Discrepancies between observational studies and the above RCTs have led to hypotheses related to the initiation of HT within a "critical window" promoting cognitive benefit.[19,20] A review of the critical window of HT suggests that women who begin HT shortly after the onset of menopause in the perimenopausal stage may experience benefits of reduced cognitive decline as compared with those who wait a substantial period of time before starting HT.[20] Furthermore, in a group of healthy postmenopausal women, a 17-beta estradiol patch initiated close to the onset of menopause was predictive of better executive functioning compared with placebo, although this interaction was at trend-level significance.[19] In the Cache County Study, a sample of 1,769 women (mean age = 75.3 y [SD = 6.6 y]) showed those who used HT within 5 years of menopause had a 30% reduced risk of AD.[15] In addition, those women who did not start HT until 5 or more years after menopause showed no reduction in risk and those who initiated opposed (ie estrogen that includes progesterone) HT within 3 years of study baseline showed a trend for an increase in AD risk (adjusted HR = 1.93 [95% CI, 0.94–3.96]).

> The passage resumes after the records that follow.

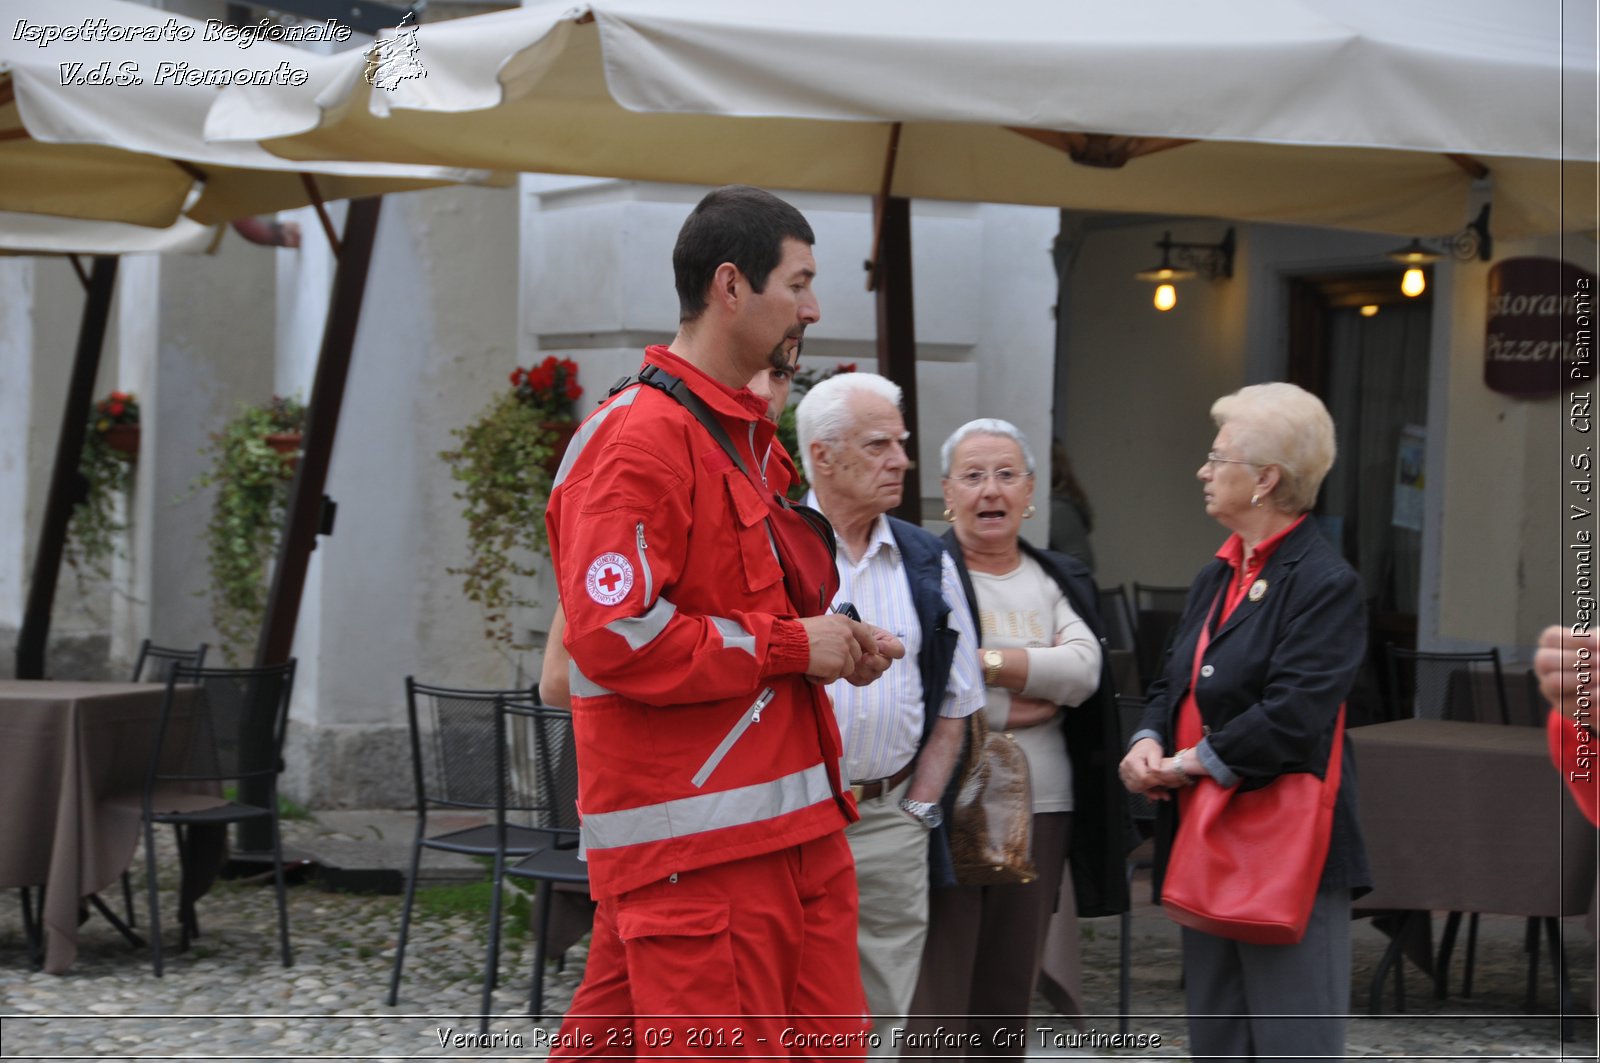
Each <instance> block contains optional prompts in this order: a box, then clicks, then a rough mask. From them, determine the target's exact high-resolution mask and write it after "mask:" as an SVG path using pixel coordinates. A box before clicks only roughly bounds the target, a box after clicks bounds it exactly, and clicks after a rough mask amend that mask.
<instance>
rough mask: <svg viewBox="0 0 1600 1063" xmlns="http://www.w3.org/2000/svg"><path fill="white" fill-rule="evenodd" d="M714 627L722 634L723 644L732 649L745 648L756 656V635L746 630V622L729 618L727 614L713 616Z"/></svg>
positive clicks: (713, 623)
mask: <svg viewBox="0 0 1600 1063" xmlns="http://www.w3.org/2000/svg"><path fill="white" fill-rule="evenodd" d="M710 624H712V628H715V629H717V634H718V636H722V645H723V647H726V648H730V650H744V652H746V653H749V655H750V656H755V636H752V634H750V632H749V631H746V628H744V624H741V623H739V621H736V620H728V618H725V616H712V618H710Z"/></svg>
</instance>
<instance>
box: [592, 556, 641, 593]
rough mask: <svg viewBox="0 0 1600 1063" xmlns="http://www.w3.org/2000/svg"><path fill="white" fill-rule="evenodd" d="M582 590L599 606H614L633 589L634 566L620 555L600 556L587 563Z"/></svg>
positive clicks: (633, 583)
mask: <svg viewBox="0 0 1600 1063" xmlns="http://www.w3.org/2000/svg"><path fill="white" fill-rule="evenodd" d="M584 589H586V591H589V597H592V599H594V600H595V602H598V604H600V605H616V604H618V602H621V600H622V599H626V597H627V592H629V591H632V589H634V565H632V564H629V560H627V559H626V557H622V556H621V554H600V557H595V559H594V560H592V562H589V573H587V575H586V576H584Z"/></svg>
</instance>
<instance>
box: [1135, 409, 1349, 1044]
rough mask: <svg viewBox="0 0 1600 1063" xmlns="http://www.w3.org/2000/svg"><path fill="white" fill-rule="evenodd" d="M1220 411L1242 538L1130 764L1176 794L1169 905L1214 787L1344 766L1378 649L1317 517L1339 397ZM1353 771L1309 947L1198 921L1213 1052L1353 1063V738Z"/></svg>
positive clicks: (1305, 938) (1194, 1023) (1185, 639)
mask: <svg viewBox="0 0 1600 1063" xmlns="http://www.w3.org/2000/svg"><path fill="white" fill-rule="evenodd" d="M1211 419H1213V421H1216V424H1218V434H1216V440H1214V442H1213V443H1211V451H1210V453H1208V455H1206V459H1205V464H1202V466H1200V469H1198V472H1197V475H1198V477H1200V483H1202V485H1203V491H1202V493H1203V499H1205V511H1206V514H1210V515H1211V517H1213V519H1214V520H1216V522H1218V523H1221V525H1222V527H1224V528H1227V530H1229V532H1230V535H1229V538H1227V541H1226V543H1224V544H1222V548H1221V549H1219V551H1218V552H1216V559H1214V560H1213V562H1211V564H1208V565H1206V567H1205V568H1202V570H1200V575H1198V576H1197V578H1195V581H1194V584H1192V586H1190V589H1189V600H1187V604H1186V607H1184V615H1182V620H1181V621H1179V624H1178V634H1176V636H1174V639H1173V645H1171V650H1170V652H1168V655H1166V661H1165V663H1163V668H1162V674H1160V677H1158V679H1157V680H1155V684H1154V685H1152V687H1150V692H1149V708H1147V711H1146V714H1144V719H1142V722H1141V730H1139V732H1138V733H1134V736H1133V743H1131V746H1130V749H1128V754H1126V757H1125V759H1123V762H1122V768H1120V773H1122V778H1123V784H1125V786H1126V788H1128V789H1130V791H1133V792H1144V794H1149V796H1150V797H1152V799H1157V800H1158V802H1160V805H1158V815H1157V828H1155V844H1157V848H1155V872H1154V885H1155V890H1157V897H1160V895H1162V890H1163V884H1165V879H1163V876H1165V874H1166V868H1168V858H1170V856H1171V852H1173V845H1174V840H1178V839H1184V829H1186V824H1184V815H1186V812H1187V810H1189V808H1190V805H1192V802H1194V796H1195V794H1197V788H1206V786H1222V788H1238V789H1240V792H1245V791H1254V789H1262V788H1266V786H1269V784H1272V783H1275V781H1278V780H1282V778H1285V776H1290V775H1293V773H1307V772H1309V773H1312V775H1317V776H1320V778H1326V775H1328V773H1330V772H1331V770H1333V768H1334V767H1336V765H1333V764H1330V760H1331V752H1333V749H1336V748H1339V744H1341V743H1336V738H1341V735H1338V730H1339V727H1341V719H1342V717H1341V706H1342V703H1344V700H1346V698H1347V696H1349V693H1350V687H1352V685H1354V682H1355V674H1357V669H1358V668H1360V664H1362V655H1363V653H1365V647H1366V612H1365V604H1363V599H1362V581H1360V576H1357V575H1355V572H1354V570H1352V568H1350V567H1349V565H1347V564H1346V562H1344V559H1342V557H1341V556H1339V552H1338V551H1336V549H1334V548H1333V546H1331V544H1330V543H1328V541H1326V540H1325V538H1323V536H1322V533H1320V532H1318V530H1317V525H1315V522H1312V520H1310V517H1309V514H1310V509H1312V506H1314V504H1315V501H1317V490H1318V487H1320V485H1322V479H1323V475H1326V472H1328V469H1330V467H1331V466H1333V458H1334V434H1333V418H1330V416H1328V410H1326V408H1325V407H1323V403H1322V400H1320V399H1317V397H1315V395H1312V394H1310V392H1306V391H1302V389H1299V387H1296V386H1294V384H1282V383H1275V384H1256V386H1253V387H1245V389H1242V391H1238V392H1235V394H1232V395H1226V397H1222V399H1219V400H1218V402H1216V403H1214V405H1213V407H1211ZM1338 767H1339V768H1341V773H1339V789H1338V796H1336V804H1334V812H1333V821H1331V828H1330V831H1331V836H1330V840H1328V856H1326V861H1325V863H1323V866H1322V874H1320V879H1318V880H1317V884H1315V898H1314V903H1312V909H1310V921H1309V924H1307V927H1306V932H1304V937H1302V938H1301V940H1299V943H1296V945H1256V943H1246V941H1242V940H1235V938H1232V937H1219V935H1216V933H1208V932H1202V930H1194V929H1189V927H1187V925H1186V927H1184V932H1182V943H1184V986H1186V993H1187V997H1189V1045H1187V1047H1189V1052H1190V1053H1192V1055H1194V1057H1197V1058H1200V1057H1226V1058H1251V1060H1256V1058H1280V1057H1323V1058H1342V1057H1344V1017H1346V1013H1349V1010H1350V900H1352V898H1354V897H1360V895H1362V893H1365V892H1366V890H1370V889H1371V874H1370V871H1368V866H1366V848H1365V845H1363V844H1362V832H1360V824H1358V821H1357V807H1355V773H1354V765H1352V764H1350V751H1349V746H1344V749H1342V756H1341V759H1339V765H1338ZM1173 797H1176V800H1171V799H1173ZM1195 837H1198V836H1195ZM1187 840H1189V844H1194V840H1195V839H1187ZM1318 840H1320V839H1318ZM1306 889H1307V890H1310V884H1307V887H1306ZM1306 900H1312V898H1310V897H1306Z"/></svg>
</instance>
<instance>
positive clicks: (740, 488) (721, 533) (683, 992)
mask: <svg viewBox="0 0 1600 1063" xmlns="http://www.w3.org/2000/svg"><path fill="white" fill-rule="evenodd" d="M811 243H813V235H811V227H810V224H806V221H805V218H803V216H802V215H800V213H798V211H797V210H795V208H794V207H790V205H789V203H786V202H782V200H779V199H776V197H773V195H770V194H766V192H762V191H760V189H752V187H725V189H717V191H715V192H710V194H709V195H706V199H704V200H701V203H699V205H698V207H696V208H694V211H693V213H691V215H690V218H688V221H686V223H685V224H683V229H682V232H680V234H678V242H677V247H675V248H674V253H672V264H674V271H675V275H677V290H678V303H680V323H678V335H677V338H675V339H674V341H672V344H670V346H666V347H650V349H646V352H645V367H646V368H645V373H654V375H658V376H656V378H654V379H656V384H658V386H659V384H662V383H666V384H669V386H670V384H672V381H674V379H675V381H682V386H683V387H686V389H688V391H690V392H691V394H693V395H694V397H696V399H699V402H701V403H704V407H706V408H707V410H709V416H712V418H714V419H715V423H717V424H720V427H722V431H723V434H725V435H726V440H728V442H726V443H723V442H718V440H717V439H714V435H712V434H710V431H707V427H706V426H704V424H702V423H701V421H699V419H698V418H696V415H694V413H691V411H690V408H686V407H685V405H683V403H682V402H680V400H678V399H675V397H672V395H669V394H666V392H664V391H658V387H656V386H635V387H629V389H626V391H621V392H619V394H616V395H614V397H613V399H611V400H608V402H606V403H605V405H603V407H602V408H600V410H597V411H595V413H594V415H590V416H589V418H587V421H584V424H582V427H581V429H579V431H578V434H576V437H574V439H573V443H571V447H570V448H568V453H566V458H565V461H563V464H562V469H560V472H558V474H557V483H555V490H554V491H552V495H550V503H549V511H547V525H549V532H550V552H552V557H554V560H555V572H557V576H558V581H560V594H562V605H563V608H565V610H566V636H565V645H566V648H568V652H570V653H571V658H573V663H571V668H570V680H571V695H573V730H574V735H576V741H578V772H579V812H581V816H582V844H584V852H586V858H587V861H589V884H590V893H592V895H594V898H595V901H597V903H598V909H597V913H595V929H594V938H592V943H590V951H589V964H587V967H586V972H584V981H582V985H581V986H579V989H578V994H576V997H574V999H573V1004H571V1007H570V1009H568V1013H566V1021H565V1023H563V1026H562V1034H560V1037H558V1042H557V1045H555V1050H554V1052H552V1057H576V1055H624V1057H634V1055H680V1057H683V1055H688V1057H707V1055H746V1057H747V1055H762V1057H773V1055H786V1053H794V1055H802V1057H810V1055H830V1057H838V1055H845V1057H861V1055H864V1047H866V1039H864V1029H866V1025H864V1018H862V1013H864V1010H866V1009H864V997H862V991H861V978H859V973H858V967H856V884H854V872H853V866H851V860H850V848H848V845H846V844H845V839H843V828H845V824H846V823H850V821H853V820H854V818H856V810H854V802H853V799H851V796H850V788H848V786H845V784H842V781H840V778H838V757H840V743H838V730H837V725H835V724H834V714H832V711H830V708H829V703H827V696H826V692H824V690H822V685H821V684H826V682H830V680H834V679H850V680H853V682H870V680H874V679H877V677H878V676H880V674H882V672H883V671H885V669H886V668H888V663H890V660H891V658H894V656H901V655H904V648H902V647H901V645H899V642H898V640H896V639H894V637H893V636H890V634H886V632H882V631H878V629H875V628H870V626H869V624H862V623H858V621H851V620H848V618H845V616H842V615H834V613H826V612H822V610H826V607H827V602H829V596H830V592H832V584H830V576H832V575H834V573H832V559H829V557H826V554H824V560H826V564H824V565H814V568H813V570H806V572H798V570H797V560H795V554H794V552H792V551H790V552H786V560H779V544H778V543H779V538H781V536H774V533H773V522H774V520H778V519H781V517H790V519H792V515H790V514H781V512H778V509H779V507H781V506H779V503H778V499H776V496H774V488H776V487H779V485H774V483H771V482H770V475H768V467H766V458H768V443H770V442H771V439H773V431H774V426H773V423H771V421H768V419H766V418H765V416H763V415H765V411H766V405H765V402H763V400H762V399H760V397H757V395H754V394H752V392H750V391H749V387H746V384H747V381H749V379H750V378H752V376H754V375H755V373H757V371H758V370H762V368H763V367H768V365H773V367H778V365H787V362H789V354H790V352H794V351H795V349H797V347H798V346H800V341H802V336H803V333H805V328H806V325H810V323H813V322H816V320H818V319H819V309H818V303H816V295H814V293H813V291H811V279H813V275H814V272H816V263H814V259H813V256H811ZM726 445H731V447H733V450H734V453H736V455H738V458H739V461H738V463H736V461H734V459H733V456H731V455H730V453H728V450H726V448H725V447H726ZM741 466H742V467H741ZM773 471H774V472H776V469H773ZM778 479H786V477H781V475H779V477H778ZM786 562H787V568H789V570H786ZM802 567H803V565H802ZM813 586H814V588H816V591H814V592H813V591H810V588H813ZM789 588H805V591H790V589H789ZM797 597H802V599H805V600H795V599H797ZM813 599H814V600H813Z"/></svg>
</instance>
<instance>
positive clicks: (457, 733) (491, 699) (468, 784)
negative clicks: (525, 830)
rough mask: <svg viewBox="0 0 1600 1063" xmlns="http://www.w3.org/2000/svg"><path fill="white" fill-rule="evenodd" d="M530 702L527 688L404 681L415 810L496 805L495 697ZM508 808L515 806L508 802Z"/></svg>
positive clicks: (496, 732)
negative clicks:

One study of a British sample of older adult women examined both endogenous and exogenous estrogen exposure over the lifespan.[10] The authors calculated lifetime estrogen exposure by taking menopausal age, minus age at menarche, and subtracting the number of months spent breastfeeding after pregnancy to account for the lack of cycling estrogen during this time. The results suggested that for each additional month of endogenous estrogen exposure, there was a 0.5% decrease in AD risk. Also, for each additional month of extended HT exposure, there was an overall 0.56% decrease in AD risk. Limitations included the small sample size and inclusion of only parous women.

Our current study examined cumulative lifetime estrogen exposure and late-life cognitive decline in a population-based sample of over 2,000 older adult women in the Cache County (Utah, USA) Study. Lifetime estrogen exposure was based on endogenous exposure (time of menarche to menopause), number of pregnancies, duration of breastfeeding, and HT use. The role of potential confounding factors such as overall health predicting cognitive outcomes was also examined.